Durch den Abend führte Ruth Mauz, pensionierte Pfarrerin, ehemalige Mitarbeiterin der Stiftung Schleife und Präsidentin des Vereins CARA. Sie berichtete von ihrer behüteten Jugend an der Sonnenseite des Zürichsees, und davon, dass sie das Leben durch die rosa Brille gesehen habe, bis ihr in ihrer Seelsorgearbeit Menschen begegnet sind, die von rituellem Missbrauch berichtet haben. Anfänglich sei sie skeptisch gewesen, und würde auch heute nicht jeden Bericht glauben. Aber die Existenz von rituellem Missbrauch ist für Ruth Mauz nicht fraglich, ebenso wie für einen Grossteil des rund 150 Personen zählenden Publikums.

Ruth Mauz ist, so durfte ich sie bei persönlichen Begegnungen kennenlernen, eine zutiefst gläubige, immens engagierte und ausgesprochen altruistische Frau. Das Wohl des Anderen seht in jedem Fall über dem eigenen. Manchmal frage ich mich aber, ob sie die rosa Brille ihrer Jugend nicht durch eine allzu düstere ersetzt hat.

Keine Diskussion

Die im Untertitel der Infoveranstaltung „Realität oder Täuschung“ anklingende Möglichkeit einer kontradiktorischen Behandlung des Themas löste die Veranstaltung leider nicht ein. Alle Referierenden vertraten unisono die These der Realität rituellen Missbrauchs. Dass ritueller Missbrauch auch Täuschung sein könnte, blieb unangesprochen, abgesehen von einem Hinweis von Michael Grossklaus, dass er auch schon eine offensichtlich erfundene Erzählung aufgedeckt habe – allerdings war die Sache sehr plump, indem die betreffende Person aus einem in Buchform publizierten und auf der Szene hochbekannten Bericht Passagen heraussuchte und dann als eigene Erinnerung ausgab.
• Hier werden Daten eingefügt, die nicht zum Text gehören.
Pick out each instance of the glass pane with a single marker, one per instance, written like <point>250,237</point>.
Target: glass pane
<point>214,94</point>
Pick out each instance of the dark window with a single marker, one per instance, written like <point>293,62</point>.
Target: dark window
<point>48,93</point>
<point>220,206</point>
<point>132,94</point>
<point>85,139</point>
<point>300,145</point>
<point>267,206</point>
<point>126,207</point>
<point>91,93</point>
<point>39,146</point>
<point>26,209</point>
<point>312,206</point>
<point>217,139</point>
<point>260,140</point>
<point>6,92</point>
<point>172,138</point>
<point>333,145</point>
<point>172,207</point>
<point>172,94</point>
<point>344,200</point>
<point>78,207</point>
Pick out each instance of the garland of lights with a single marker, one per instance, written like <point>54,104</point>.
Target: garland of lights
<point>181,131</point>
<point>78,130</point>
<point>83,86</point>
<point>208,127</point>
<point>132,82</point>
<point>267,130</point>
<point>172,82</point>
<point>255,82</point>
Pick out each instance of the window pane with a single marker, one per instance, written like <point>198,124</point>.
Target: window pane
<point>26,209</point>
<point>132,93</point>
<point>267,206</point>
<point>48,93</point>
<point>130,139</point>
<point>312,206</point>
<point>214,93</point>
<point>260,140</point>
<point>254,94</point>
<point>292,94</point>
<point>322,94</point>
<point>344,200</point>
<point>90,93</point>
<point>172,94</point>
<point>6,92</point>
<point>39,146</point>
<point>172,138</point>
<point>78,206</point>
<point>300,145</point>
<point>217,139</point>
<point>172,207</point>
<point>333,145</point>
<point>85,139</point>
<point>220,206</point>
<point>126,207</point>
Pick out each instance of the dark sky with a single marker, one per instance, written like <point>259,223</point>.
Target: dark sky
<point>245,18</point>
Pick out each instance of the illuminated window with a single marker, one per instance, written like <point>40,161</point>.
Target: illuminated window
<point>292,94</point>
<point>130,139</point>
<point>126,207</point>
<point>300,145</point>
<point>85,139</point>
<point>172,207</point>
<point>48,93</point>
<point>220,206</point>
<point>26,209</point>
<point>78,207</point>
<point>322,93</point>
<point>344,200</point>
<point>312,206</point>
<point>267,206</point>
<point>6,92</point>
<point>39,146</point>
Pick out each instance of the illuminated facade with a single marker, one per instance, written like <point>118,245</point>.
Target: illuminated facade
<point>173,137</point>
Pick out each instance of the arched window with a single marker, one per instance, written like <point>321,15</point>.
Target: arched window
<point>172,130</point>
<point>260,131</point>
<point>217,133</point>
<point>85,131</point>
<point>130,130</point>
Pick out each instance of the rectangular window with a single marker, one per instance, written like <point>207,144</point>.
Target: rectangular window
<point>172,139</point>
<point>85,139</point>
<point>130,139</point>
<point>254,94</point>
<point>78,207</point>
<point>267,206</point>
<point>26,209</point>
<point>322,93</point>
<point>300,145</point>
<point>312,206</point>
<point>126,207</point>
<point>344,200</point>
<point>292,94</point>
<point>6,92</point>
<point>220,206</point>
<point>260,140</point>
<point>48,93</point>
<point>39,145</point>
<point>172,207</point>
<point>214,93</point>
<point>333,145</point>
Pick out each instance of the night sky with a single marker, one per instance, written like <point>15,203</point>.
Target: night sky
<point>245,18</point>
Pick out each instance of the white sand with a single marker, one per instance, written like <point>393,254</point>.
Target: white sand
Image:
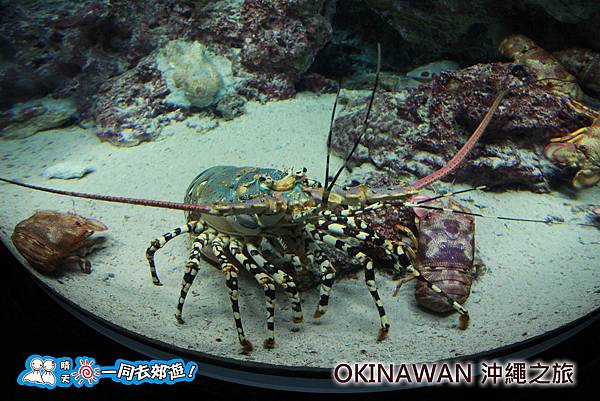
<point>538,277</point>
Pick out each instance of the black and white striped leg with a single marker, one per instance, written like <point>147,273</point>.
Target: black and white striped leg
<point>402,253</point>
<point>404,256</point>
<point>326,272</point>
<point>265,281</point>
<point>280,277</point>
<point>191,270</point>
<point>192,226</point>
<point>218,245</point>
<point>366,262</point>
<point>291,258</point>
<point>464,318</point>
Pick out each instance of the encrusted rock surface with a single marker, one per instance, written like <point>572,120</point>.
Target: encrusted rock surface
<point>170,84</point>
<point>412,133</point>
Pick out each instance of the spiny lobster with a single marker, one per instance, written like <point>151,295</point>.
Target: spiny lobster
<point>234,213</point>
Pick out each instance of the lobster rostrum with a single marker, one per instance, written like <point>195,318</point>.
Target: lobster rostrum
<point>235,214</point>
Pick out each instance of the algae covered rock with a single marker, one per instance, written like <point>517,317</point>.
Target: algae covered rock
<point>195,76</point>
<point>415,132</point>
<point>172,83</point>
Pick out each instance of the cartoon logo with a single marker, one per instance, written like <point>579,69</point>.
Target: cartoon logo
<point>50,372</point>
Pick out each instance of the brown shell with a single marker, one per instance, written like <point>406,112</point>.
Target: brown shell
<point>445,257</point>
<point>525,51</point>
<point>453,281</point>
<point>47,237</point>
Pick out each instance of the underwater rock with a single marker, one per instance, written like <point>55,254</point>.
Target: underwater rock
<point>430,70</point>
<point>201,125</point>
<point>67,171</point>
<point>413,133</point>
<point>281,40</point>
<point>26,119</point>
<point>194,76</point>
<point>168,85</point>
<point>580,150</point>
<point>541,63</point>
<point>71,48</point>
<point>413,33</point>
<point>584,64</point>
<point>129,105</point>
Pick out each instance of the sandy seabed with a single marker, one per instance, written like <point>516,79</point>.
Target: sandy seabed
<point>537,277</point>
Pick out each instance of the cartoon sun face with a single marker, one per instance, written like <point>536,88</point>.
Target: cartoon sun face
<point>86,372</point>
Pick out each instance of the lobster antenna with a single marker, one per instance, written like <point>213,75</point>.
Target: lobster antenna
<point>546,221</point>
<point>135,201</point>
<point>337,175</point>
<point>450,194</point>
<point>330,134</point>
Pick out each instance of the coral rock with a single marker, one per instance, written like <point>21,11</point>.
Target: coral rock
<point>413,133</point>
<point>584,64</point>
<point>525,51</point>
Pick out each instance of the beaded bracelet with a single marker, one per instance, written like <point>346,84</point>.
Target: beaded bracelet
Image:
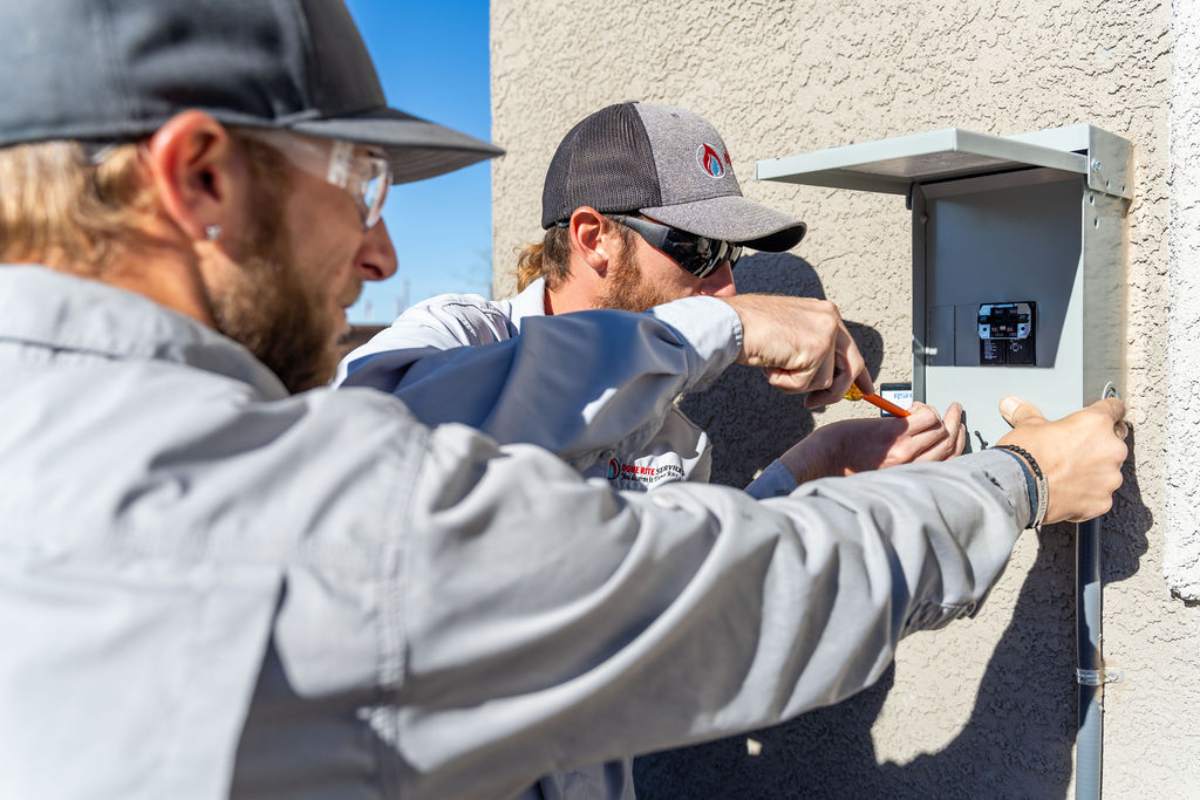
<point>1043,500</point>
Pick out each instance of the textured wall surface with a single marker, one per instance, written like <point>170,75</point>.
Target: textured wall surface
<point>984,709</point>
<point>1182,560</point>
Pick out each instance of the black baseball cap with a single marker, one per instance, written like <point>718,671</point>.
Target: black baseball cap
<point>664,162</point>
<point>91,70</point>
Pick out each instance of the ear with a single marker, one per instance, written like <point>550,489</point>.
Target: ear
<point>192,166</point>
<point>592,239</point>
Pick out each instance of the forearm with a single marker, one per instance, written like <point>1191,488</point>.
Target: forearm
<point>576,385</point>
<point>588,625</point>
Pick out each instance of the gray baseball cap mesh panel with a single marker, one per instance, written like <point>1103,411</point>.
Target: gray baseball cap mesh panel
<point>605,161</point>
<point>120,70</point>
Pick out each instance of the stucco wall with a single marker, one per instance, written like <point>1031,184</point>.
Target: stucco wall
<point>1182,564</point>
<point>985,708</point>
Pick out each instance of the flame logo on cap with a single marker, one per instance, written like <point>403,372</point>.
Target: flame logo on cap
<point>711,161</point>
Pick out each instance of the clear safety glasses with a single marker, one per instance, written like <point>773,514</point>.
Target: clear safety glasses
<point>366,176</point>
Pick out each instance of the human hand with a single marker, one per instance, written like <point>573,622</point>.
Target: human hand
<point>859,445</point>
<point>1080,455</point>
<point>802,344</point>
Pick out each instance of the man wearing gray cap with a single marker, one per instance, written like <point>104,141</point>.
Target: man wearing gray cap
<point>641,206</point>
<point>217,582</point>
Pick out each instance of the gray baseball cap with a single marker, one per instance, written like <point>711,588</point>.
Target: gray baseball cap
<point>118,70</point>
<point>664,162</point>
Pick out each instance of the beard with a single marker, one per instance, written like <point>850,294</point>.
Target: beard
<point>265,307</point>
<point>628,288</point>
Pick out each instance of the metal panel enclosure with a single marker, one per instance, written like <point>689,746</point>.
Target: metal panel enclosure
<point>1035,221</point>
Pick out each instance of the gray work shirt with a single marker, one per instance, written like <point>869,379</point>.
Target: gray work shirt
<point>210,588</point>
<point>645,440</point>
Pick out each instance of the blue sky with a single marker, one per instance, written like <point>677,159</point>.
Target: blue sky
<point>433,61</point>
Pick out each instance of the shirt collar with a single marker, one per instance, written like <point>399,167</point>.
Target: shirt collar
<point>45,307</point>
<point>531,302</point>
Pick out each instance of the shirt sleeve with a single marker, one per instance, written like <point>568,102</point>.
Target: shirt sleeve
<point>551,623</point>
<point>551,385</point>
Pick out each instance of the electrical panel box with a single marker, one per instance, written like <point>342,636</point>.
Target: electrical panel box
<point>1019,248</point>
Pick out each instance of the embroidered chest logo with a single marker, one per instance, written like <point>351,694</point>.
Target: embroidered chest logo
<point>631,476</point>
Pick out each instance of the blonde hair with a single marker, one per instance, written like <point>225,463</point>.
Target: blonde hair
<point>73,206</point>
<point>58,205</point>
<point>551,258</point>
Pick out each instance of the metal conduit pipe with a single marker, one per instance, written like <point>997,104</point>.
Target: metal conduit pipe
<point>1090,661</point>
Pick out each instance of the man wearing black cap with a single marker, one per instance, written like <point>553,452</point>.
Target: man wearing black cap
<point>215,582</point>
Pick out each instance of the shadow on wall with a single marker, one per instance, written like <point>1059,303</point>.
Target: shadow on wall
<point>1019,739</point>
<point>741,407</point>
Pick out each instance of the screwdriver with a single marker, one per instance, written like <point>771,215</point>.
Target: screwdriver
<point>856,394</point>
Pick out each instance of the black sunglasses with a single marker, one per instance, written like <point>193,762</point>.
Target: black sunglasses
<point>696,254</point>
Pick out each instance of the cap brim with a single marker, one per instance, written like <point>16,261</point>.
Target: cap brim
<point>733,218</point>
<point>417,148</point>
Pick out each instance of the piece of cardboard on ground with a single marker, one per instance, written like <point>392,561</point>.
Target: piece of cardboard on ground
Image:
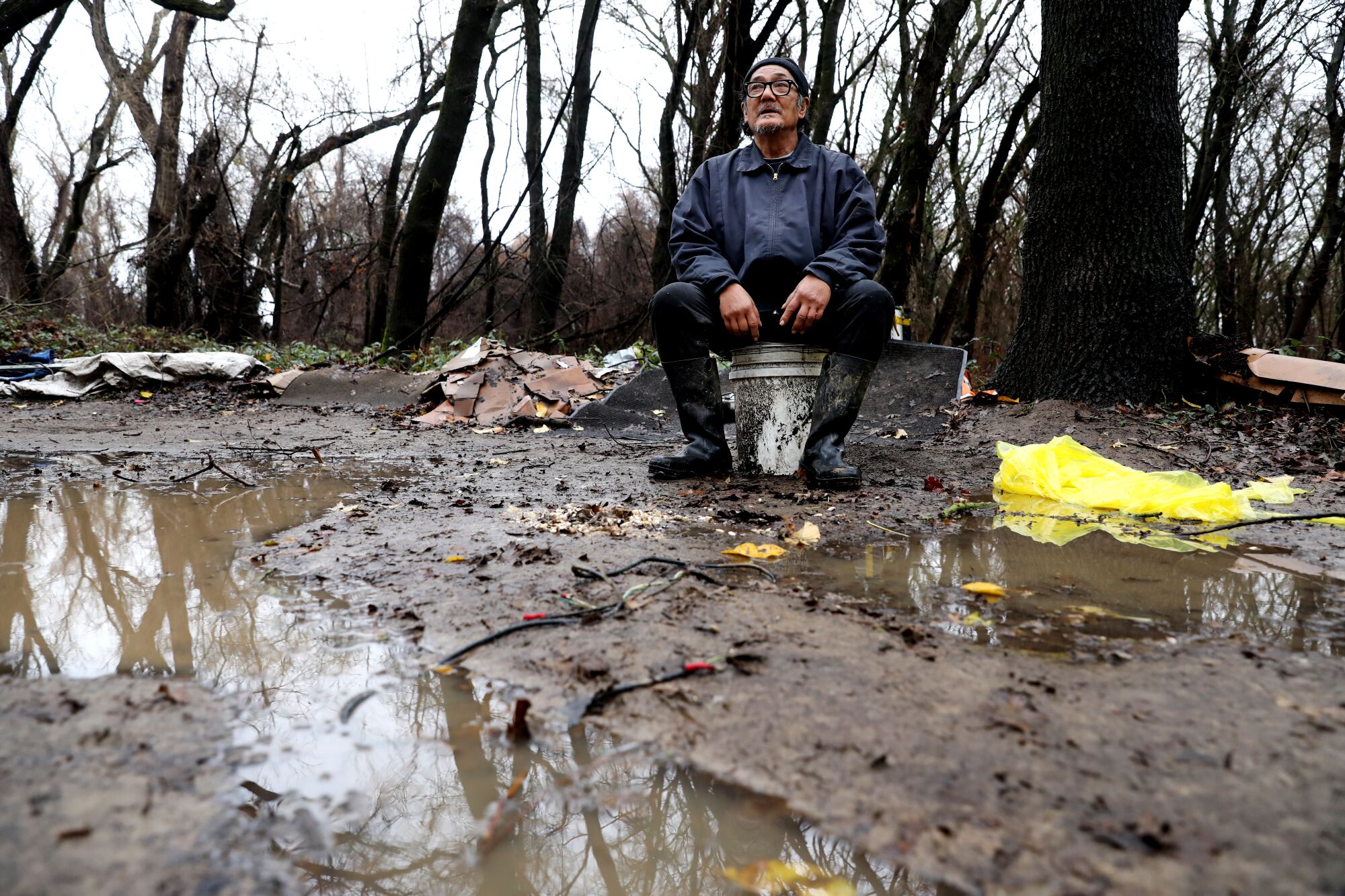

Raum für Rückfragen an die Referierenden gab es keinen. Zwar wurde eine Box angeboten, in welcher Fragen deponiert werden konnten, und deren Beantwortung versprochen, eine Diskussion konnte so aber natürlich nicht zustandekommen. Dies dünkt mich sehr schade. Umstrittene Themen brauchen dringend kontroverse Diskussionen.